Alain Bonnafous : Ce n’est pas la réorganisation en elle-même, au sens des rôles respectifs de RFF et de la SNCF ou de la gouvernance du système, qui provoque ces réactions. Il y a dans le projet de loi des dispositions susceptibles de mettre en cause des acquis sociaux auxquels les cheminots sont évidemment attachés : une négociation est prévue qui doit déboucher sur une convention collective à laquelle seront soumises toutes les entreprises ferroviaires et qui devrait, en particulier, homogénéiser la durée du travail.

On peut illustrer le problème posé en rappelant des données évoquées lors des Assises du ferroviaire par un haut responsable du fret ferroviaire à la SNCF : on compte 210 jours ouvrés pour le personnel roulant chez les nouveaux entrants contre 150 à 160 officiellement à la SNCF. Les premiers ne cessent de gagner des parts de marché aux dépends de la SNCF, mais pour les syndicats grévistes, la question est de savoir où se situera le curseur de la  norme commune et de ralentir autant que possible cette homogénéisation.

Cette réforme pourra-t-elle permettre comme l'affirme Frédéric Cuvillier, secrétaire d'Etat aux Transports, de "peser dans le débat sur l'avenir du rail en Europe" ? Comment ? 

Pour reprendre l’exemple précédent, la norme européenne est de plus de 200 jours ouvrés et personne n’entend la réduire et augmenter ainsi les coûts de production du système. Peser dans le débat ne peut pas signifier obtenir un alignement des systèmes ferroviaires importants sur l’un des moins performants (le notre).

 Cela pourrait en revanche correspondre à une interprétation restrictive du « quatrième paquet ferroviaire » qui doit déboucher sur une ouverture à la concurrence des transports conventionnés, en particulier des transports régionaux. Aucun des pays qui ont choisi de mettre en concurrence l’opérateur historique n’a l’intention de revenir en arrière ; surtout pas la RFA dont certains transports régionaux sont assurés par des opérateurs français et qui revendique la réciprocité de cette mise en concurrence.

Je ne vois pas en quoi la réforme envisagée permettra de peser au niveau européen.

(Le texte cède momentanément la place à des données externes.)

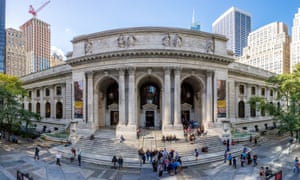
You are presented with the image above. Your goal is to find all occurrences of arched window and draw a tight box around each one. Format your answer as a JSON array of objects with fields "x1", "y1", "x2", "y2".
[
  {"x1": 250, "y1": 102, "x2": 256, "y2": 117},
  {"x1": 45, "y1": 102, "x2": 51, "y2": 118},
  {"x1": 239, "y1": 101, "x2": 245, "y2": 118},
  {"x1": 56, "y1": 102, "x2": 63, "y2": 119},
  {"x1": 36, "y1": 103, "x2": 41, "y2": 114},
  {"x1": 28, "y1": 103, "x2": 32, "y2": 112},
  {"x1": 140, "y1": 83, "x2": 160, "y2": 108}
]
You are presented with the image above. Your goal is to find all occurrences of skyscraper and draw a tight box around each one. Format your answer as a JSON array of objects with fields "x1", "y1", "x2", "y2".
[
  {"x1": 5, "y1": 28, "x2": 26, "y2": 77},
  {"x1": 290, "y1": 8, "x2": 300, "y2": 71},
  {"x1": 20, "y1": 17, "x2": 51, "y2": 73},
  {"x1": 238, "y1": 22, "x2": 290, "y2": 74},
  {"x1": 0, "y1": 0, "x2": 5, "y2": 73},
  {"x1": 212, "y1": 7, "x2": 251, "y2": 56}
]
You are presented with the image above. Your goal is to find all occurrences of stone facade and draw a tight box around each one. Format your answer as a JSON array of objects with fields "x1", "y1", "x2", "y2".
[{"x1": 21, "y1": 27, "x2": 277, "y2": 137}]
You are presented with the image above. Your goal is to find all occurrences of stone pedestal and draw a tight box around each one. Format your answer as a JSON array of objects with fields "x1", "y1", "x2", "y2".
[
  {"x1": 116, "y1": 125, "x2": 137, "y2": 141},
  {"x1": 162, "y1": 124, "x2": 184, "y2": 139},
  {"x1": 69, "y1": 120, "x2": 79, "y2": 144}
]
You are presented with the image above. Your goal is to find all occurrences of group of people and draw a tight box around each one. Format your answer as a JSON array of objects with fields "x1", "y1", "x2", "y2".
[{"x1": 138, "y1": 148, "x2": 182, "y2": 177}]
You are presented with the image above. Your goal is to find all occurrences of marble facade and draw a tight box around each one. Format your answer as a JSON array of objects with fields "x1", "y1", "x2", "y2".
[{"x1": 21, "y1": 27, "x2": 277, "y2": 137}]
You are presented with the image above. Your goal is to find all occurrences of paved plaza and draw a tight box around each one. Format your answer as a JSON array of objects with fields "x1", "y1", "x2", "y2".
[{"x1": 0, "y1": 137, "x2": 300, "y2": 180}]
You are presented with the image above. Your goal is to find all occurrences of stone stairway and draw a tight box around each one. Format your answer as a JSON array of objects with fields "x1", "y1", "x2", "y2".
[{"x1": 50, "y1": 130, "x2": 243, "y2": 168}]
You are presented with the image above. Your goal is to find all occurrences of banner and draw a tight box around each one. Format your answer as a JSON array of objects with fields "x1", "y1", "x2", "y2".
[
  {"x1": 217, "y1": 80, "x2": 226, "y2": 118},
  {"x1": 74, "y1": 80, "x2": 83, "y2": 118}
]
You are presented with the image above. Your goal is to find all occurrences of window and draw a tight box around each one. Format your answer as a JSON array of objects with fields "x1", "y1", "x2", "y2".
[
  {"x1": 251, "y1": 87, "x2": 255, "y2": 95},
  {"x1": 56, "y1": 86, "x2": 61, "y2": 96},
  {"x1": 270, "y1": 89, "x2": 273, "y2": 96},
  {"x1": 45, "y1": 88, "x2": 50, "y2": 96},
  {"x1": 36, "y1": 89, "x2": 40, "y2": 97},
  {"x1": 240, "y1": 85, "x2": 244, "y2": 94},
  {"x1": 261, "y1": 88, "x2": 266, "y2": 96}
]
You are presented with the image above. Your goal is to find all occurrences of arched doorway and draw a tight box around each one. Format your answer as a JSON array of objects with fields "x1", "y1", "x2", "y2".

L'unification de la SNCF et de RFF a également pour objectif de dégager des économies sur les dettes des deux organismes s'élevant à 40 milliards d'euros. Combien l'Etat peut-il espérer économiser grâce à cette unification ? Cela sera-t-il suffisant ?

Ce n’est pas "l’unification" de la SNCF et de RFF dans un même holding qui devrait permettre des économies mais le regroupement au sein de SNCF Réseau des activités de RFF, de la Direction de la Circulation Ferroviaire (DCF) ainsi que de la "Direction Infra" de l’actuelle SNCF. L’autre EPIC, SNCF Mobilité conservera évidemment toutes les activités de transport.

En l’état actuel du projet de loi, les espoirs d’économie me semblent résider dans le regroupement de toutes les missions du réseau : investissement et entretien, détermination des sillons horaires, proposition de péages, etc. A l’inverse on peut craindre qu’en son état actuel ce projet donne à l’EPIC SNCF Mobilité un pouvoir renforcé en désignant son président comme numéro un du directoire du holding (et celui de SNCF Réseau comme numéro 2 !).

Comment espérer que le principal facteur de l’efficacité économique du système, qui a été jusqu’ici l’amélioration régulière de la couverture des coûts du réseau par les péages (de moins de 20 % en 1997 à plus de 83 % en 2012), puisse se confirmer avec un patron du réseau placé sous l’autorité du patron du transporteur historique ? D’autant que le projet de loi prend soin de vider de sa substance le rôle du régulateur (l’ARAF) dont les avis, en particulier sur les péages, deviennent simplement consultatifs.

Heureusement le bruit court que qu’il y a quelque compétence nouvelle dans un des cabinets des ministres concernés et que des amendement bien choisis pourraient améliorer les choses.